You get value for your money in Robert Downey’s Jr’s new film “The Judge.” Stepping away from the superhero movies that made him a household name, he stars in a film with so many story shards and plot derivations you need a scorecard to keep up.
It’s a legal drama. No, it’s a manboy coming-of-age story. Wait! It’s also romance, a dramedy, a father-and-son tale and a mystery. The only genres missing are horror and science fiction and I suspect they will be included on the director’s cut Blu Ray.
Downey Jr is Hank Palmer, a hotshot defense lawyer. He’ll do anything to win and is proud of it. “Everybody wants Atticus Finch,” he says, “until there’s a dead hooker in the hot tub.” In court he’s Iron Man, an unstoppable force with a thick skin and a quick line. He’s the same outside of court as well, except when it comes to his father.
He’s been estranged from Judge Joseph Palmer (Robert Duvall) for years—“He’s dead to me.”—but is forced to see him when his mother passes away. Returning to his hometown of Carlinville, Indiana for the funeral Hank must confront the life he left behind—ex-girlfriend Samantha (Vera Farmiga), brothers Glen (Vincent D’Onofrio) and Dale (Jeremy Strong) and his cold-fish father. The quick in-and-out trip is extended, however, when the Judge is accused of murder and Hank becomes his lawyer.
“The Judge” feels like Oscar bait. It’s a long movie with a wide story arc that gives its leads ample opportunity to strut their stuff. Downey hands in a solid, if somewhat familiar performance while Duvall plays elder statesman, resurrecting the alpha male feel of “The Great Santini.” Both are used to good effect and the supporting cast keeps things humming along despite a story that pushes credulity to the limit.
The devil is in the details and when the details, no matter how small they are, verge on silly, they become a distraction.

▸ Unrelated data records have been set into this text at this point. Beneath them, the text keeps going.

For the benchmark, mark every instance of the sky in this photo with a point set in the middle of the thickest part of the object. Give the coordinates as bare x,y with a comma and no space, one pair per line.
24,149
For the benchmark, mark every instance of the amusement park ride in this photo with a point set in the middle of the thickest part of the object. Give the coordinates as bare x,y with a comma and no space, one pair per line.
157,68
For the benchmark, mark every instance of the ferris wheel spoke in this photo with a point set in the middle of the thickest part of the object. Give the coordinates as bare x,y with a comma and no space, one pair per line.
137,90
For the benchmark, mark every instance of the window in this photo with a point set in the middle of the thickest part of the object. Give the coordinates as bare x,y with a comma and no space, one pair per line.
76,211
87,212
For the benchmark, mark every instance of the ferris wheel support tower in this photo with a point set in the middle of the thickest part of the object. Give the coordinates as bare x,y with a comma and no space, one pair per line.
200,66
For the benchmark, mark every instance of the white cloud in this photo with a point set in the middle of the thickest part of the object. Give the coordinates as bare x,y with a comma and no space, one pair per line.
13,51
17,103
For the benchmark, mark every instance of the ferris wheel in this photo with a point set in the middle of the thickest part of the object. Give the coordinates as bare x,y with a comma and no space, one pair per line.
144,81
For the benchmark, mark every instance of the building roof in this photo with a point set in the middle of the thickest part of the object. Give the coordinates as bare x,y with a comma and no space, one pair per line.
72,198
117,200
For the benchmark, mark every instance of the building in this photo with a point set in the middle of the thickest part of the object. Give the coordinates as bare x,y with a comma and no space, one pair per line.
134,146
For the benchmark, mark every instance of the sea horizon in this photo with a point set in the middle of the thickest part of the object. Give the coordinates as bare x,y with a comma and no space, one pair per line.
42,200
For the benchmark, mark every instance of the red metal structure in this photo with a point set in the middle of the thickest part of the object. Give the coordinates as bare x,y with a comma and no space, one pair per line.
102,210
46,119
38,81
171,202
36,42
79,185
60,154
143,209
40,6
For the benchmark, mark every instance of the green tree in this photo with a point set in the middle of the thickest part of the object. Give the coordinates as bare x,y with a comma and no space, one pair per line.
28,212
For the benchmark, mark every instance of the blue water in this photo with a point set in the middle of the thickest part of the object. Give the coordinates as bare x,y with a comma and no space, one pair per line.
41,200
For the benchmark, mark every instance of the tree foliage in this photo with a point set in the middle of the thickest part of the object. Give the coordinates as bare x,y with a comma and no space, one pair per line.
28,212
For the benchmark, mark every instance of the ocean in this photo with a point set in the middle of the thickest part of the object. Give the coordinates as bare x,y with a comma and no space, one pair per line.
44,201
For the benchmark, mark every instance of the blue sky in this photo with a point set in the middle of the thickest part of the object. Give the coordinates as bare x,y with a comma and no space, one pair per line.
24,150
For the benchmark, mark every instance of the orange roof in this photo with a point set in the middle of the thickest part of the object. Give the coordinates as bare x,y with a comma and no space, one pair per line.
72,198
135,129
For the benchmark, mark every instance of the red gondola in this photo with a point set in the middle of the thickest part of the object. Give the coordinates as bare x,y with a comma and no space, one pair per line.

Most of the silly stuff comes in the form of the clues Hank pieces together while forming the Judge’s defense and the trial itself. There will be no spoilers here, but suffice to say the whole thing hinges on a bit of information so implausible that it gives new meaning to the term suspension of disbelief. Trouble is, it didn’t have to be that way. There were any number of ways to establish the point in question (OK, HERE’S A MILD SPOILER ALERT: It involves chemotherapy and a cottage) without trying so hard, but that’s not the kind of film this is.
“The Judge” is the hardest working movie in show business. It’s a film that wants to check all the boxes and tries just a little too hard. Downey and Co. float above it all, however, touching down every now and again to introduce a new plot twist and deliver the occasional touching moment.